Matter is available to us in several different forms or states or phases. There are four primary states of matter: solid, liquid, gas and plasma. Scientists try to study the different states of matter and try to understand their behaviour. The gaseous state of matter was well-researched in the 18th century by the most curious minds of the time and they were able to tell the world about some of the rules or laws that gases were observed to follow. The collection of these laws is called the gas laws. These laws deal with three main parameters that could be altered in the laboratories and measurements on these could be made with the help of instruments available at the time: temperature, pressure and volume.

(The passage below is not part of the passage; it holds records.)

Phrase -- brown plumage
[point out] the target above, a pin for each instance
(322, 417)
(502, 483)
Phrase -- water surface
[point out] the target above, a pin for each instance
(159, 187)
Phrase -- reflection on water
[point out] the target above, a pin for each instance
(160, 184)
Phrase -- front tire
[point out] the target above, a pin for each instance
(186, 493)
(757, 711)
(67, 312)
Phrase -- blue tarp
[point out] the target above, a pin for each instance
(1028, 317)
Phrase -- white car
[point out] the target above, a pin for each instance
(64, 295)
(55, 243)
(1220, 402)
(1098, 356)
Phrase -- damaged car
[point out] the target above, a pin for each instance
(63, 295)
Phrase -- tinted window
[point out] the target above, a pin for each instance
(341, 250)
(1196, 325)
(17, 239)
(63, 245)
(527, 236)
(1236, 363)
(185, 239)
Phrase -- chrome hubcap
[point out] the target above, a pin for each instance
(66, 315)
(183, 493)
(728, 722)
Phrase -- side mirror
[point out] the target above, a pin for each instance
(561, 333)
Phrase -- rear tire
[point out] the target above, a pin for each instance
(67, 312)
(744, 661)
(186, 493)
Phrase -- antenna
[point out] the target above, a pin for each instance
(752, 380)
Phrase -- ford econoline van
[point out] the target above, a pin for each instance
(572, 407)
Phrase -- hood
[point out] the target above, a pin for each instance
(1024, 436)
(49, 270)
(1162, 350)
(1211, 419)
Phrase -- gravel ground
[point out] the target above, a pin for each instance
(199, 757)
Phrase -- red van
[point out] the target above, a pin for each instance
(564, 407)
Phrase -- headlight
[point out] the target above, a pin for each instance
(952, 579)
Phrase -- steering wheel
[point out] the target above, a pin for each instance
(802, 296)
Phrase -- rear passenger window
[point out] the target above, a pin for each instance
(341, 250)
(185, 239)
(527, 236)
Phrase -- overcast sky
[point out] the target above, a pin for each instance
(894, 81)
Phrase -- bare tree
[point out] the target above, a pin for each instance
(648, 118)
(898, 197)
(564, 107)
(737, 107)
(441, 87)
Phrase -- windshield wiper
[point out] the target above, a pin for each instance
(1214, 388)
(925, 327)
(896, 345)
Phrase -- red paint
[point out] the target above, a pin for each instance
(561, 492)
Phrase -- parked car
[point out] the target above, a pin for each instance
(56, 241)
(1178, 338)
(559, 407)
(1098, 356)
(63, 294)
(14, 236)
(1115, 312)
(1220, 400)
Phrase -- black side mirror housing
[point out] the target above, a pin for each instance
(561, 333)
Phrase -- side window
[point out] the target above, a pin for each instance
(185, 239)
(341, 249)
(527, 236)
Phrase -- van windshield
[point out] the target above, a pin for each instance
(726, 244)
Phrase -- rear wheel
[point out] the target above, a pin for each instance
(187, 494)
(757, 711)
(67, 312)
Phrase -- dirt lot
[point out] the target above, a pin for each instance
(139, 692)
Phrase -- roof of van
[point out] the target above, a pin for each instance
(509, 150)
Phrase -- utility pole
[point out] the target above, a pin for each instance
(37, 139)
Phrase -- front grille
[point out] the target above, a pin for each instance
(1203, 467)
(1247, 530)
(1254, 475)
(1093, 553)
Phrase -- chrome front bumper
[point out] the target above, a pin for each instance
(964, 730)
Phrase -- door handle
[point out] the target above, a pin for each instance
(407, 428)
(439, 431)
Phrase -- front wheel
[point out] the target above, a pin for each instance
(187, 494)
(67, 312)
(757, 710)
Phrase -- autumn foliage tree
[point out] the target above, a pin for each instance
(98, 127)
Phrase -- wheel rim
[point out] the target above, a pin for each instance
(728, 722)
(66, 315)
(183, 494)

Temperature, pressure and volume
Boyle’s law states that if temperature is kept constant, then as you increase the pressure the volume of the gaseous system will decrease and vice-versa. In the Charles’ law the pressure is held constant and it is stated that in such a condition the temperature of the system will be directly proportional to its volume. As you might have guessed for the third one, Gay-Lussac’s law asks you to keep the volume constant and it states that then you will find that on increasing the temperature of the gas the pressure that it exerts on the walls of the container also increases.
The fourth law
There is a fourth law as well that was given by the Italian scientist Avogadro. Avogadro’s law formed a relation between the volume and the number of molecules of the gas, provided that the temperature and pressure were maintained at the same value at all times. If such a condition could be achieved, the law stated that then the number of molecules of gas will be directly proportional to the volume that the gas occupied. Avogadro is famously remembered for Avogadro’ number, thought he did not find out the number himself.
Ideal gas isn’t real
As the name suggests, an ideal gas is a gas which behaves in the most ideal way such that it follows all the theoretical laws, rules and principles exactly. However, gases found in the world around us are not ideal gases, but they are real gases. Real gases follow the gas laws to a good extent but not exactly and it is not because the real gases lack something. The opposite is actually true. Much of the present theory deals with approximations; by trying to ignore the complex interactions of the gases with the matter around them and by ignoring the forces between the molecules of gases.
Ideal gas law
When all the four gas laws are combined they give us the ideal gas law:
PV = nRT
where, P is pressure,
V is volume,
n is number of moles of the gas,
R is universal gas constant,
T is temperature.
And the rest
There are certain laws which are not as popular as the four gas laws. They mainly deal with the partial pressure that gases exhibit, the solution of gas in a given liquid and the rate at which gases diffuse.